Who Decides? When Does Identification Take Place?  

  •  An identification committee rather than a single person makes placement decisions based upon students’ needs.
  • At the elementary level, the identification committee is made up of teachers with High Ability endorsements from each school and the Director of Academic Services.  
  • At the middle school level, the identification committee is made up of High Ability teachers from each middle school, counselors from each middle school, and the Chief Academic Officer.
  • Elementary and middle school identification processes begin during the winter of each school year and take place over several months’ time. Students are considered during the March-May time-frame and are typically officially notified in June of placement for the following school year.  Kindergarten students are served all year based on initial screeners.

Are students automatically considered?

  • All students in grades Kdg-7th are reconsidered every year for placement the following year. 

What about already-identified students? Are they re-identified each year?  

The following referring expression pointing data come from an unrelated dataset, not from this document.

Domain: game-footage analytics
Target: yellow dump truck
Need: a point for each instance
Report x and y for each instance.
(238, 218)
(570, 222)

  • Already-identified students are automatically identified for the next school year so long as they have been successful. Students who are identified as math-only or language-arts only are automatically considered each spring for identification in the non-HA area.

Quantitative Measures

  • Otis-Lennon School Ability Test (OLSAT) data: OLSAT scores are a measure of a child’s cognitive skills (or ability to learn) as compared to children of the same age. OLSAT School Ability Index (SAI) scores are reported in three categories:  Overall, Verbal, and Non-verbal. An SAI score of 100 is considered average. An SAI score of 132 is linked to giftedness since it is two standard deviations above the mean. Experts in gifted education believe that the Overall SAI and the Verbal SAI are the best indicators of academic success since academic programs are highly verbal. 


  • Northwest Evaluation Association (NWEA) Primary Measures of Academic Progress (Primary MAP) and MAP test percentile ranks:   The NWEA test has two versions: one which is for primary grade students and one for students who have learned to read for themselves. The Primary MAP test is given to students in kindergarten and first grades. The Primary MAP is taken on the computer with audio and visual supports (meaning it is read aloud to the student).  The other NWEA test (2-5 MAP) is typically given to students who are able to read independently. The NWEA assessments help determine how a child is performing on state standards and as compared to peers. The test is adjusted to the student’s present level automatically and contains a full bank of questions ranging through high school level. Thus, it is a better measure of achievement for high ability students than a grade-level test of standards such as ISTEP+.   Percentile scores on the NWEA test indicate a child’s instructional achievement level in Reading and Math. If a child scores at the 50th percentile that means that his or her scores are equal to or surpass 50% of all other children in the same grade nationwide taking the same test. The 50th percentile is considered average. The committee uses 95th percentile as one indicator to be qualified as a gifted or high ability student. Please remember that having only one indicator does not qualify a child for identification.


  • Since scores change so much during elementary years we consider both achievement, ability scores, and teacher observations  when making placement recommendations. At the middle school level we consider achievement or ability scores.